В университете у меня была подружка, Таня М. Ко времени окончания она замуж была соверешнно не готова. У неё никогда не было парня, то есть она даже в мыслях своих была девственница, и разговоры однокурсниц о «мужиках» слушала с болезненным любопытством и тихим ужасом в глазах. Сама она была ничуть не дурнушка – невысокая, пухленькая, с лицом немного простоватым, но милым, хохотушка и умница. Вообще она хотела сделать карьеру, кем‑то стать, для чего прилежно училась и делала успехи, так что планы её вполне могли бы осуществиться, не угоди она замуж. И вот в возрасте 23–х лет где‑то она отдыхала, и один молодой человек, старше её лет на 6–7 положил на неё глаз, познакомился, видимо, очень быстро все про неё понял и почти сразу сделал предложение. И она тоже почти сразу согласилась. Причём ни о какой любви или даже влюблённости с её стороны не было и речи. Он ей совсем не нравился – белобрысый, белесый весь, абсолютно несимпатичный, но проявил такой напор, такой натиск, что она, будучи совершенно в этих делах неопытной, не смогла сопротивляться. Она была провинциалка, он – москвич, с квартирой (правда, с родителями), звали Коля. Тип не из приятных, тип собственника. Он, женившись (саму женитьбу он очень быстро устроил, не дав ей опомниться), буквально запер её в четырёх стенах, никаких подруг, ничего.
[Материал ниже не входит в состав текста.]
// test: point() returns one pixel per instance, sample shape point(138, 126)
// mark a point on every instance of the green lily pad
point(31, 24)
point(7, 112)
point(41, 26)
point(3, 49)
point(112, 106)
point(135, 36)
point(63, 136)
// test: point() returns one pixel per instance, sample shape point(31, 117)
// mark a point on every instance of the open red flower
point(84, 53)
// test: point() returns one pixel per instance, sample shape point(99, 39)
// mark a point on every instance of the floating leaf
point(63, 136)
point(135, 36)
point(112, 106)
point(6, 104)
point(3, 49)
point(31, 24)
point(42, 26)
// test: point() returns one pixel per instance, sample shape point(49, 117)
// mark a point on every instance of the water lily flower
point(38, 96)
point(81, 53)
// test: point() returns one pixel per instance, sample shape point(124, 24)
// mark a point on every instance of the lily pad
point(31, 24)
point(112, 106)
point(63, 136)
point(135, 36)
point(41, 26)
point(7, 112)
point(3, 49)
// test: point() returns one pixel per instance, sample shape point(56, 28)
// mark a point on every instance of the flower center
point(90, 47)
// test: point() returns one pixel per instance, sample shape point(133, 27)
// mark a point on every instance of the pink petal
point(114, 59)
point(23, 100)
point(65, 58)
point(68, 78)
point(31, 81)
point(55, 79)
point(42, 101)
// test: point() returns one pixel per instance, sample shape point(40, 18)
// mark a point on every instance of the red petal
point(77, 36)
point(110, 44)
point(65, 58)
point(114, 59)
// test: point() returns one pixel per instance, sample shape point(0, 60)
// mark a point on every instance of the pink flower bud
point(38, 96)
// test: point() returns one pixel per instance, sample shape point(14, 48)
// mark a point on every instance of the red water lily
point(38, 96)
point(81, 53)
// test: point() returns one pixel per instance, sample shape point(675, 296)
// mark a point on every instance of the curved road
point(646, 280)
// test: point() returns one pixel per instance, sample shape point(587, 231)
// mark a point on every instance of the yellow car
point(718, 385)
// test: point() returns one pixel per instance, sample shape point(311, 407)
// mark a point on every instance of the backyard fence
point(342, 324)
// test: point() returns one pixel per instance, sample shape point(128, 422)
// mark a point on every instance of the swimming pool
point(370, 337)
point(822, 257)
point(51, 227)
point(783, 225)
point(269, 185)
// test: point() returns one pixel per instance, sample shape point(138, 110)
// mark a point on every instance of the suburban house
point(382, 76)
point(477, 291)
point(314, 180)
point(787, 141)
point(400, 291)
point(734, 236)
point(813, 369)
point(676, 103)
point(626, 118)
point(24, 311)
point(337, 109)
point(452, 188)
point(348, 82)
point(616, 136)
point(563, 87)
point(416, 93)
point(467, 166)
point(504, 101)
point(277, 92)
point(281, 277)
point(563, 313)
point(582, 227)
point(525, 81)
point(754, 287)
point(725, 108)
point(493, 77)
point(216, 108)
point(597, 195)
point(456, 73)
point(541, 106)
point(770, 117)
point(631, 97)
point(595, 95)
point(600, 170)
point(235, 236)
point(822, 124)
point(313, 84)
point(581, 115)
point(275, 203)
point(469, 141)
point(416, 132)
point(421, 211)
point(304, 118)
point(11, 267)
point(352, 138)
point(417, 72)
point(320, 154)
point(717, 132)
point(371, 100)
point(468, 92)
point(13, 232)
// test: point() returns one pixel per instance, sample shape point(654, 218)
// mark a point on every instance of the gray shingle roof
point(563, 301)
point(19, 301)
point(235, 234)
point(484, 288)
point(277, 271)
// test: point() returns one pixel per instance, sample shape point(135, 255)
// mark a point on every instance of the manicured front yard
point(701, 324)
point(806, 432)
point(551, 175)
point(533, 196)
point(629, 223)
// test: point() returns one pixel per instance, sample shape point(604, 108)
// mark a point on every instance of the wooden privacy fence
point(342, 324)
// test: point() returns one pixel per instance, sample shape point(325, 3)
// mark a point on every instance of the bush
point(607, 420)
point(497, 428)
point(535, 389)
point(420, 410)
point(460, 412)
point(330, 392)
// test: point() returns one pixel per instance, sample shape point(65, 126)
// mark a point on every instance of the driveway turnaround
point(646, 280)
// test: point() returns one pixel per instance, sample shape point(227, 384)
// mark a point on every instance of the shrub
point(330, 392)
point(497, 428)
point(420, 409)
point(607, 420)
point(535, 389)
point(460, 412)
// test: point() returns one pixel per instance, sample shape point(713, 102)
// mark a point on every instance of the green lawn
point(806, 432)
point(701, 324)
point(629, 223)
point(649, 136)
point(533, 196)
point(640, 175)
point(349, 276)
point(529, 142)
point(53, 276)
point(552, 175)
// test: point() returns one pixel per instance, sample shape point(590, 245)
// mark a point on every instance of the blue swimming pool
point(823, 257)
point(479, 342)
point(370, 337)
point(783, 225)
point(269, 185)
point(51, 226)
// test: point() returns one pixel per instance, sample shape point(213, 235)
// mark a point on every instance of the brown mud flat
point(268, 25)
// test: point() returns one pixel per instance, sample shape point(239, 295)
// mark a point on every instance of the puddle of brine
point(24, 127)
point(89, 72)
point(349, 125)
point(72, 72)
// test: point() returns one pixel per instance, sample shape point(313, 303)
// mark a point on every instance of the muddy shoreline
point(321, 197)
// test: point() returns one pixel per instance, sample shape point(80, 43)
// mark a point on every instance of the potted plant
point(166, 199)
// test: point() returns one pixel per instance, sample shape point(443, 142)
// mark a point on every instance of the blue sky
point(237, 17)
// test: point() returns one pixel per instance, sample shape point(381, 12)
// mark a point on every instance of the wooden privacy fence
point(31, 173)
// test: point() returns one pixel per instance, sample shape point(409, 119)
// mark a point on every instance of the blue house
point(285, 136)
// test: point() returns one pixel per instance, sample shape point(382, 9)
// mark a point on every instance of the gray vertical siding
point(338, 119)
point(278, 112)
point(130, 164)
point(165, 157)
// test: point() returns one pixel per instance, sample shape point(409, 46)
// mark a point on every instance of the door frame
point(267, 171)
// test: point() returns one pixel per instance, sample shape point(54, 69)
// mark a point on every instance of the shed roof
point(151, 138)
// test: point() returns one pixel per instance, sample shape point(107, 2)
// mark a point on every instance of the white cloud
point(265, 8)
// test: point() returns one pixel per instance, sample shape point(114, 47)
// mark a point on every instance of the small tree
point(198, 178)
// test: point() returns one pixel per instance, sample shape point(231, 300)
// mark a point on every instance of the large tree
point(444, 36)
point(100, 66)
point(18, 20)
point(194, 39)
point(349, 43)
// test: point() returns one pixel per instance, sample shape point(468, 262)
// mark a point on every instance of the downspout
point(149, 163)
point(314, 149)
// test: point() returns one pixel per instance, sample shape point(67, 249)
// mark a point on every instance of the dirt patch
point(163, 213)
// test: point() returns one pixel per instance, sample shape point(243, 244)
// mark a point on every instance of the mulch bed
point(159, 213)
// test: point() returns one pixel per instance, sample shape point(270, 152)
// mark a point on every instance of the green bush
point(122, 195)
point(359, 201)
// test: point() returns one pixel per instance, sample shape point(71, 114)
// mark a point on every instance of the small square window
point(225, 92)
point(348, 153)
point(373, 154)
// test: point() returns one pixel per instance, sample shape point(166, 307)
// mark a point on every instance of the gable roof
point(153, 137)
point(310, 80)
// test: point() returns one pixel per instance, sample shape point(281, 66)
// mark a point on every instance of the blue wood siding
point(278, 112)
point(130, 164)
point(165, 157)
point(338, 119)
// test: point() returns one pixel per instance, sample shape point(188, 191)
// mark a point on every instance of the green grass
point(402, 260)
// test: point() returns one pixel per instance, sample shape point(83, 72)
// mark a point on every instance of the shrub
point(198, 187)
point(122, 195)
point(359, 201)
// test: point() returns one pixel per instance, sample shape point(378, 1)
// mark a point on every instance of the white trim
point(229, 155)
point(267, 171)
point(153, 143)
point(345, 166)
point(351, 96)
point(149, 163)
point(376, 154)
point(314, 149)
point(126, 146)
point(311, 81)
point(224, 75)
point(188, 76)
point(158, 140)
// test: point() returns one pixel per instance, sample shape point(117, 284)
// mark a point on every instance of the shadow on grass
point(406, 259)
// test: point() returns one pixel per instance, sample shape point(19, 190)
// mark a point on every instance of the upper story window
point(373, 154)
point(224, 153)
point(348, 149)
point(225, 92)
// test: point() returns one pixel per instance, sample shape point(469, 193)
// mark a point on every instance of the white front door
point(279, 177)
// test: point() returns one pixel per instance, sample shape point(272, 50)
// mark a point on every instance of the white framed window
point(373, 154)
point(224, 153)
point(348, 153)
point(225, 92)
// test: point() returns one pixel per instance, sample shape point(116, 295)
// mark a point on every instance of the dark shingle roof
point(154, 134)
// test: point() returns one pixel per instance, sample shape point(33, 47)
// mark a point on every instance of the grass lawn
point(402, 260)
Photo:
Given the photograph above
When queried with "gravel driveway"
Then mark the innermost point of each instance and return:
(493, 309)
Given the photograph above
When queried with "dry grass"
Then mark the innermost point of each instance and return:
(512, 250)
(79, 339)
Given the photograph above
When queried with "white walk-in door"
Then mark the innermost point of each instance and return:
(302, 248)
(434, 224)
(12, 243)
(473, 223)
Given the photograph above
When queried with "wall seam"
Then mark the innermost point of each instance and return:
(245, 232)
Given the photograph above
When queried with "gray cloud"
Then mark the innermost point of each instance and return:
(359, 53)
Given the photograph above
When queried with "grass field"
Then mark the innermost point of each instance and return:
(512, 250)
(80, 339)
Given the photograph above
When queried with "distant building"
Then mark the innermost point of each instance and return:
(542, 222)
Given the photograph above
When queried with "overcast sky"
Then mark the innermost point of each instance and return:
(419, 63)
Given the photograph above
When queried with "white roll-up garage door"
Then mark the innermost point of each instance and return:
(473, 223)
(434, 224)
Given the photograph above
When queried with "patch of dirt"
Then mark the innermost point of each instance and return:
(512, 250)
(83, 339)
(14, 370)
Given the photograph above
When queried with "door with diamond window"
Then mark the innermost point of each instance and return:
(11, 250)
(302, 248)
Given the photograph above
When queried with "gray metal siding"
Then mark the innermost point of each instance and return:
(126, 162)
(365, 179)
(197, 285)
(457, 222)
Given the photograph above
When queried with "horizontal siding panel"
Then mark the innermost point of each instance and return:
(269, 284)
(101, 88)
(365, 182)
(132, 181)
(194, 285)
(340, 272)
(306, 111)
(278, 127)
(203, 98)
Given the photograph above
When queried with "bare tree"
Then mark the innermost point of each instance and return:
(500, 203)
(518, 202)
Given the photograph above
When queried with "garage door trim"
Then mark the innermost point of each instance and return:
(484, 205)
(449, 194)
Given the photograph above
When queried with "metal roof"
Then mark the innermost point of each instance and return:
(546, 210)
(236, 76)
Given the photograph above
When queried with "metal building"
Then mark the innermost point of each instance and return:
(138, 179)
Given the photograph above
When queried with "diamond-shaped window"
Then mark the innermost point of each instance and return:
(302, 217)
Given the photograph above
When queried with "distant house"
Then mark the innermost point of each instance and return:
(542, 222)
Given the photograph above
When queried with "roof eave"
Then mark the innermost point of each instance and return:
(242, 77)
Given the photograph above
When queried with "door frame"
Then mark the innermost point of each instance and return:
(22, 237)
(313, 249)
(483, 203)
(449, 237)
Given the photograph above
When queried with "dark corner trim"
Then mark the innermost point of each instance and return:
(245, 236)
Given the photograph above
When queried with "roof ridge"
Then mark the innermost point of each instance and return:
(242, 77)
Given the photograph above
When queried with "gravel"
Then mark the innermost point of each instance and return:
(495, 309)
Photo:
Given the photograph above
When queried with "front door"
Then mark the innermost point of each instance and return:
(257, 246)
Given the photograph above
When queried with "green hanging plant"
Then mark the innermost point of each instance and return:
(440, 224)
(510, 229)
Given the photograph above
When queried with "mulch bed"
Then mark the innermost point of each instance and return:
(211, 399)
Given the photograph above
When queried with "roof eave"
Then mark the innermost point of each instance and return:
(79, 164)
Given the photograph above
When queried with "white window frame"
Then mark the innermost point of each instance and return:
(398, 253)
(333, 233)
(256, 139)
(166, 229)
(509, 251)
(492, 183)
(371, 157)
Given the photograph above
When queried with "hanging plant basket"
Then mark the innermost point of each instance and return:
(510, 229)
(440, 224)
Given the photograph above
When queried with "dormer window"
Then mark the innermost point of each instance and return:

Наутро после первой брачной ночи она сказала своей матери:
— Почему же ты меня не предупредила, что это так больно, так ужасно?
Можно предствить, какой была после этого вся её супружеская жизнь. Наверняка она пополнила собой ряды тех несчастных женщин, которые делают э т о исключительно по обязанности, с отвращением и другого себе не представляют. Карьера её, не успев начаться, тут же и кончилась, работать он ей не дал. Через положенный срок рождён был мальчик, названный тоже Колей (там и дед был Коля, и царил полный домострой), такой же белесый и белобрысый, и вся её дальнейшая жизнь состояла в том, чтобы обслуживать всех этих Коль.
Сама, конечно, виновата, потому что боялась вступить с кем‑то в «добрачные отношения», что называется, берегла себя «для него, единственного» (кого – неизвестно), в результате оказалась неопытной, неготовой и угодила в капкан. Со своей стороны и мамаша её, сама прожившая жизнь без мужа (уж не знаю, почему), толкала в спину: пора, пора! Опять же от подруг отставать не хотелось. А могла бы ведь и подождать, вдруг, да встретила бы того, кого сама полюбила бы, пусть не в 22, а в 25, пусть даже в 30, разве не бывает!
Впрочем, не знаю. Может, она потом привыкла и даже была по–своему счастлива, я как‑то потеряла её из виду.
Никто не знает наперёд своей судьбы. Если бы сказали наверняка: жди и дождёшься, в такое‑то время будет тебе жених, какого сама хочешь, о каком мечтаешь, — можно сидеть и ждать, ни о чём не волноваться и отгонять всех других женихов, как мух. Оттого‑то и любили всегда гадать, и сейчас ещё любят. Я и сама не так давно увлеклась было гаданьем на картах с картинками, и даже нагадала одной семье, что сын их вот–вот женится, что вскоре и произошло, хотя на момент гадания ничто не предвещало. Мать жениха (отдалённая моя приятельница) очень удивлялась точности предсказания, но сама я думаю, что это так, случайное совпадение. Если ты имеешь взрослого сына, который уже вовсю гуляет с девушками, то в любой момент жди, что приспичит ему жениться. Гадать тут не о чем, а я теперь уж и забросила это дело, потому что сын мой ругал меня, говоря, что всякое гадание – грех.